In one sense the legal considerations were the least problematic. The law is clear that any patient has the right to refuse medical treatment, unless they lack the mental capacity to make such a decision. Not that this was straightforward; two psychiatrists had pronounced her mentally competent, and then reversed their findings.

Yet what the court case made clear to anyone who followed it was the balance and lucidity of the woman's mind. She had surfed the internet and conversed with other ventilated quadraplegics about the difference that rehab schemes and high-tech aids had made to their life. She had heard warnings from those who said that they had nursed feelings of suicide, often for a decade, but had come to take pleasure once more in being alive. Yet her resolve was unchanged. Nor did she come across as a woman obsessed with the process of fighting the authorities. It did not seem the battle to die was what was keeping her alive.

Which brings us to morality. Interestingly, the woman revealed yesterday that she was a church-going Christian. "The dominant view in the church is that I should wait for God to heal me," she said in a statement. "Withdrawing ventilation would be seen as throwing in the towel. I have questioned myself about this and it has challenged my integrity. I have come to believe that people die and become disabled and God does not always intervene."

What she reveals here is an evangelical worldview focused on healing and divine intervention. There is another religious perspective. It suggests an individual does not have complete authority over their own life; that we also have obligations of solidarity to family, community, and wider society.

Miss B went some way to acknowledging this when she told the court that, though she has never married and has no children, she would not like to switch off the ventilator herself – if a device could be rigged up – because that would look like suicide. She did not want that burden to be placed upon her teenage god-daughter and her loved ones.

"It is also not necessary for my church to be worrying about whether it was suicide or not," she told the judge. "Of course, you do not care what people think when you are dead, but in a way you do because it goes towards your character and your integrity, and I think it does matter."

And the judge herself acknowledged a similar sense of the mutual bonds between the individual and society when, in her judgement, she added of Miss B: "I hope she will forgive me for saying, diffidently, that if she did reconsider her decision, she would have a lot to offer the community at large."

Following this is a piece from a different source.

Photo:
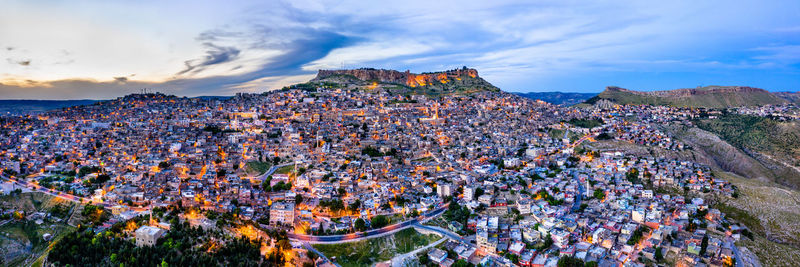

Yet this theological perspective admits that grave fear of suffering has a material effect on decision-making here. Discontinuing medical procedures that are burdensome, dangerous, extraordinary or disproportionate can be legitimate; as is the refusal of over-zealous treatment. Decisions on such matters should be made by the patient if they are mentally competent.

What the court has essentially decided – and which this view of morality would uneasily concur with – is that Miss B is sane enough to be accorded the right to refuse medical treatment. This is far from the same as granting that she has "the right to die", as it is interpreted by enthusiasts for euthanasia or the right of Diane Pretty's husband to assist her to commit suicide without fear of prosecution. This difference is not immediately obvious because Miss B is conscious and in a stable condition – with the potential to live for decades before dying.

But a more pernicious principle has already been set by the law when it sanctioned the killing of Hillsborough victim Tony Bland, whose life was ended by withdrawing food and water rather than medical treatment – even though, being in a "persistent vegetative state", he was in no position to protest about it.

So yesterday Dame Butler-Sloss made the correct decision. Legally Miss B has the right to have the ventilator turned off, when she can find someone who will do it. (Her existing doctors equally have the individual right to insist that they personally will not do it). Morally she has to be given the space in which to exercise her free will to make a right or wrong decision. But emotionally, those who have admired how she has conducted herself throughout the whole process will have to hope that, now the decision is hers alone, she will change her mind.